When Epstein was done, he walked into the sauna. She went into the office to wait for E.W, where she retrieved her two hundred dollars from his robe on the way out.
They walked to City Place, caught a bus and left.
She never went back.
Why She Didn’t Tell Anyone
This is the question people always ask. Why didn’t she report it. Why didn’t she tell her parents. Why didn’t she go to the police.
She answered it under oath. In her own words, with no coaching, while sitting across from a doctor hired by Epstein’s defense team, at only nine teen years old.
“What’s to tell? I mean, I feel more, like, low and lousy that I would even consider to go over to somebody’s house like that. Why would I tell somebody, so then they think of me low.”
The shame. The calculation that no one would believe her, or worse, that they would think less of her for going. This page is the reason survivors don’t report.
— EFTA00723713
She was thirteen years old, and she had already internalized the shame that this man had engineered for her. She didn’t even know the street she had been taken to. She remembered seeing his first name on a nameplate on the desk and she didn’t know his last name until years later, when the FBI came to her probation officer’s office looking for her.
She didn’t go looking for justice. Justice found her, sort of, in the way it always seems to find these women — incomplete, delayed, dressed up as a forensic evaluation on behalf of the man who hurt her.

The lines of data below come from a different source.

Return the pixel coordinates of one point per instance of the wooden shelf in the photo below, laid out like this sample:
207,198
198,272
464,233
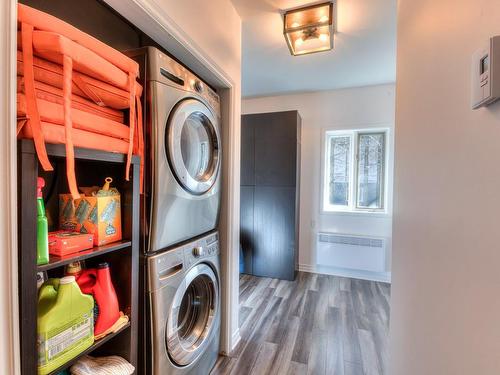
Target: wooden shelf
91,167
89,350
55,261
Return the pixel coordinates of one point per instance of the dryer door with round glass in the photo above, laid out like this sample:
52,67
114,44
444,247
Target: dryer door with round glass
192,316
192,146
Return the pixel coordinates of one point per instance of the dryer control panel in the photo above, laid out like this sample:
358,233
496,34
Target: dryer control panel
486,73
172,263
205,247
164,69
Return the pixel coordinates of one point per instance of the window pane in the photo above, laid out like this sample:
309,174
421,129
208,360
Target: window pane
340,151
371,157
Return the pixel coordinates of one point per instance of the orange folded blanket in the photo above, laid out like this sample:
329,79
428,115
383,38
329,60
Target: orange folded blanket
55,95
52,39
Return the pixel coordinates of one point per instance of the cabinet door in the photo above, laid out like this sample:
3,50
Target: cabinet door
247,151
274,232
246,226
275,148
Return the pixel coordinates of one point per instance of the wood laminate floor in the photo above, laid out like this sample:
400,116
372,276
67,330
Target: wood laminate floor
317,324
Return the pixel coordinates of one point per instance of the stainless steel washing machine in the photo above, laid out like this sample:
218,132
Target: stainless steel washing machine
184,295
183,153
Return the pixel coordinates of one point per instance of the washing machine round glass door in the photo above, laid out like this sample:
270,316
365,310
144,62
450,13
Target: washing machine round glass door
192,142
192,315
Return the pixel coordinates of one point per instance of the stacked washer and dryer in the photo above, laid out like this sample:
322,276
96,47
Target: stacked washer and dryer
180,210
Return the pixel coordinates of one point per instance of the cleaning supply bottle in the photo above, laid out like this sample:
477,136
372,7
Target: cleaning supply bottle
97,281
42,226
65,323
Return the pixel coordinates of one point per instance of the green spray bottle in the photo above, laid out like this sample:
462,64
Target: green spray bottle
42,226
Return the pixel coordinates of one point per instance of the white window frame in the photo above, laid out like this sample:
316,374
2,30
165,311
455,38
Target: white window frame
354,134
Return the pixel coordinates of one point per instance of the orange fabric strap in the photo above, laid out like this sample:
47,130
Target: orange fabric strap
68,123
132,123
140,137
32,110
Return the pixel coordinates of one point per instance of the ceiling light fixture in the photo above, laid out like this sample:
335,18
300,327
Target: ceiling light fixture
309,29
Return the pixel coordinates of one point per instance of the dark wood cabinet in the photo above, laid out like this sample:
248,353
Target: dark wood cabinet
270,166
92,167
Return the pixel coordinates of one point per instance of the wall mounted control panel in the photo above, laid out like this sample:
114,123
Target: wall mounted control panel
486,73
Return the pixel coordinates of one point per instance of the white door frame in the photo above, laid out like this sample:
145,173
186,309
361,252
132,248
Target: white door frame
154,21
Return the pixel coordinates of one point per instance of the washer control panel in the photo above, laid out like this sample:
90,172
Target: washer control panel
205,247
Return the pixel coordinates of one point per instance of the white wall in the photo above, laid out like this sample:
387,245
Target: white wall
354,108
445,316
9,339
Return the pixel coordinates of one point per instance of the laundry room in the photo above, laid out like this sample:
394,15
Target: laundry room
125,152
249,187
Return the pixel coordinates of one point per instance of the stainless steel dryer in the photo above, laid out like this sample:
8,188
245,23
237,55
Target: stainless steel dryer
184,295
183,148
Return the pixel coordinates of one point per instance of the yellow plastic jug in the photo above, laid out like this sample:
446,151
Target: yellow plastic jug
65,323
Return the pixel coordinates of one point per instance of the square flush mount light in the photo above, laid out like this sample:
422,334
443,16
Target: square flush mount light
309,29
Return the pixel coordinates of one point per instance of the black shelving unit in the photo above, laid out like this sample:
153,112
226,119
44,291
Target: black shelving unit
92,166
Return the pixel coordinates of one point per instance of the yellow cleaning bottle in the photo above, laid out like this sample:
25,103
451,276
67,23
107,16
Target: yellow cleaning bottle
65,323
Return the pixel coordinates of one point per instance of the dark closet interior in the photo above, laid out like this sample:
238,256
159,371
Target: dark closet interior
99,20
270,166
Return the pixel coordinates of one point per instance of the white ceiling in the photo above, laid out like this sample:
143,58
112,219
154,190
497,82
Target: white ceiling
364,48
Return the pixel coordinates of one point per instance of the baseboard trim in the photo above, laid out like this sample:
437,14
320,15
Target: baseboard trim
344,272
235,340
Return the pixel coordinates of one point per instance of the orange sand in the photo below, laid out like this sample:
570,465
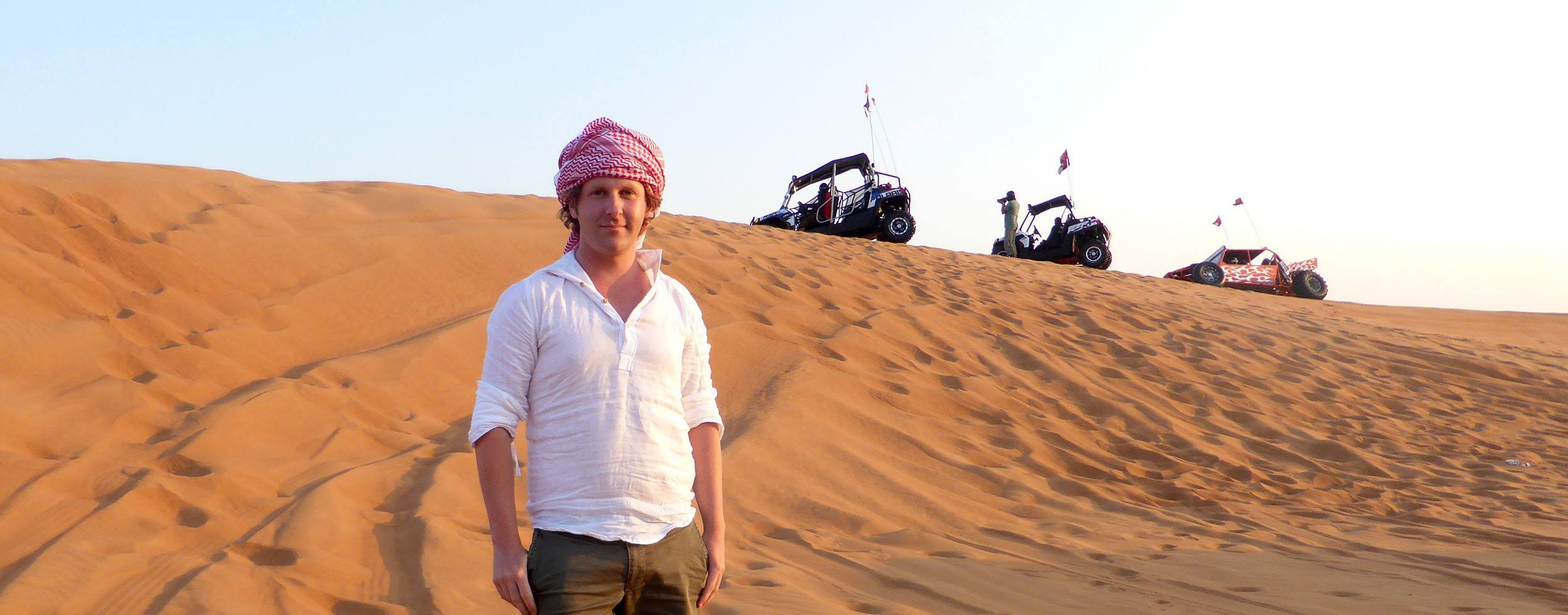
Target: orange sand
223,394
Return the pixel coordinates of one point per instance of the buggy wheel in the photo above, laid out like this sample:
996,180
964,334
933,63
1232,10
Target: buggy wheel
1208,273
1310,285
898,228
1095,255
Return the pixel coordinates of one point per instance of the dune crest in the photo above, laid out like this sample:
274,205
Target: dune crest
225,391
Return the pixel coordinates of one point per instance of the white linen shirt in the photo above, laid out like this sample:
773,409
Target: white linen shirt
607,404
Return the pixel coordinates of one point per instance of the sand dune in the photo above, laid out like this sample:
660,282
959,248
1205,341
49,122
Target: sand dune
223,394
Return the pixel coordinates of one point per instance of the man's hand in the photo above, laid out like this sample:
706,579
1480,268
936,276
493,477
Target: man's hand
512,579
716,567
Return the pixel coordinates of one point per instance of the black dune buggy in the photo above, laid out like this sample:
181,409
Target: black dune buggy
1071,241
871,209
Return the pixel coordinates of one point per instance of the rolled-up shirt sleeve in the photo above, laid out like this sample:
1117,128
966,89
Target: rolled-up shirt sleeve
698,396
510,350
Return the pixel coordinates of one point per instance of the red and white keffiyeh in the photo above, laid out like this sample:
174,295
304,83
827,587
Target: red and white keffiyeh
609,149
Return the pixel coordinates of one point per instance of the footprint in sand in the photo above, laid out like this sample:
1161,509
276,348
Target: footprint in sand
192,517
353,607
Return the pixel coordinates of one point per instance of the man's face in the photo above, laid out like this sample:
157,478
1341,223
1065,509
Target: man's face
612,214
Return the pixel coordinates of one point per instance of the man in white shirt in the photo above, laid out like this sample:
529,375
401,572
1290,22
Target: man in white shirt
606,361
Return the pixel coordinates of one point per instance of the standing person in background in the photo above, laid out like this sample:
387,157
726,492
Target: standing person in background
606,361
1009,223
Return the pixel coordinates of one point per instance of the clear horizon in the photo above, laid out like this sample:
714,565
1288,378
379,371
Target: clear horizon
1412,148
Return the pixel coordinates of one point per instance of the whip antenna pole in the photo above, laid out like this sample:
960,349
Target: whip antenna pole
1252,222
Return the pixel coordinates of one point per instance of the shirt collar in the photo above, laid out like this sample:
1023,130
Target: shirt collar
568,267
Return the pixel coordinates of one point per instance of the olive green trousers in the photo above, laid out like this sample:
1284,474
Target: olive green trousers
582,575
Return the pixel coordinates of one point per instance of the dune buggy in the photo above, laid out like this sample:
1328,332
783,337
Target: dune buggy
871,208
1256,269
1071,241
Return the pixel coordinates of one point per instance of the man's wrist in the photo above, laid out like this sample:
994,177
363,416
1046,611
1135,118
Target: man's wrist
509,547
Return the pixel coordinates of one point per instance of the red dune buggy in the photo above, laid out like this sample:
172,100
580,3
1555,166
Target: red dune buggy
1256,269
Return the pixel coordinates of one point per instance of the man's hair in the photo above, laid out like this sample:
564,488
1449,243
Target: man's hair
653,201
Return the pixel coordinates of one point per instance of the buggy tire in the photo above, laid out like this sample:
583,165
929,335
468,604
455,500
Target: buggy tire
1310,286
1095,255
898,228
1208,273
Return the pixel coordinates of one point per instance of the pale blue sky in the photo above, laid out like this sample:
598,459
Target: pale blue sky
1415,148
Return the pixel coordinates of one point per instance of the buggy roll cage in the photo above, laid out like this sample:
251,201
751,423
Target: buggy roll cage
1027,225
1250,253
832,170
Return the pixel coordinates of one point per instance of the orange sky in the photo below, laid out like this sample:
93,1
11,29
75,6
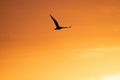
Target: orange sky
30,48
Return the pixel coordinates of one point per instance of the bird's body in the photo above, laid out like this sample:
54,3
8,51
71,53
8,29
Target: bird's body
58,27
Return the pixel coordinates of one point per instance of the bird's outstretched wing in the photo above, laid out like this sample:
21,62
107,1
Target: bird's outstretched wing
56,23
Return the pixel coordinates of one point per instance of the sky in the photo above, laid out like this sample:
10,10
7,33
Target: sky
30,48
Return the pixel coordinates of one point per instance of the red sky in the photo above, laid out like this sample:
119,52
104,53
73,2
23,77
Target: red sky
30,48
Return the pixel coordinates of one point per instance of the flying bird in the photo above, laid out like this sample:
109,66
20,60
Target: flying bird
58,27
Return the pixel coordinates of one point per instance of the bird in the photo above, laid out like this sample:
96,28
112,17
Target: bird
58,27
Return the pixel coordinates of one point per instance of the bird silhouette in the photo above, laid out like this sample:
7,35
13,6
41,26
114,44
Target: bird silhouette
58,27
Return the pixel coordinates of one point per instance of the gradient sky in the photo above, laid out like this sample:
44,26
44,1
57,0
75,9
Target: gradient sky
30,48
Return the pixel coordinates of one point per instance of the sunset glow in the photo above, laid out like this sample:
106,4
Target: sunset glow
30,48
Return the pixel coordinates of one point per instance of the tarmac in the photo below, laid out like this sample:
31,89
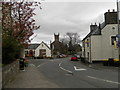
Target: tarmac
30,78
33,78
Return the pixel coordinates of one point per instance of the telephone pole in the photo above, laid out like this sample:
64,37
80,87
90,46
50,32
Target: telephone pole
118,29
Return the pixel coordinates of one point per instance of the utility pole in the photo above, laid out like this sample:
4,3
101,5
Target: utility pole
118,29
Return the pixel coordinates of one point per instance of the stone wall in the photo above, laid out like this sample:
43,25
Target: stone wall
9,72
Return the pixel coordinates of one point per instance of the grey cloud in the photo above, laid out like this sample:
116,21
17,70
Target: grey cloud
68,17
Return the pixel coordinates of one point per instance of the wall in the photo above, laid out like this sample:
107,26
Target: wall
96,47
9,72
48,51
108,50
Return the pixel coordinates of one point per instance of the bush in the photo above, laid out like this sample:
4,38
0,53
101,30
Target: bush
10,49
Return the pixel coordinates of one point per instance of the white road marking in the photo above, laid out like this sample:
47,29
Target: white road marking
79,69
40,65
64,69
104,80
32,65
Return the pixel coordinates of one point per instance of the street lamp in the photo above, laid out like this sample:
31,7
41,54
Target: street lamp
118,29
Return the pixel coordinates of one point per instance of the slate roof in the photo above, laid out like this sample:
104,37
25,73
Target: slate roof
97,31
32,46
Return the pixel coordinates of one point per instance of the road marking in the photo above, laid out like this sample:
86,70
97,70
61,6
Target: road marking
104,80
32,65
79,69
64,69
40,65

She joined the civil lawsuit because, as she put it:
“It’s not fair. It’s not fair that he like does this to people, like to little girls. Kids shouldn’t have to go through stuff like that. They are young and innocent.”
She said that at nineteen, sitting in a room full of strangers, on behalf of a defense doctor, while her babysitter waited at home and her 22 month old son was asking for her.
She said it crying, then she asked to go home.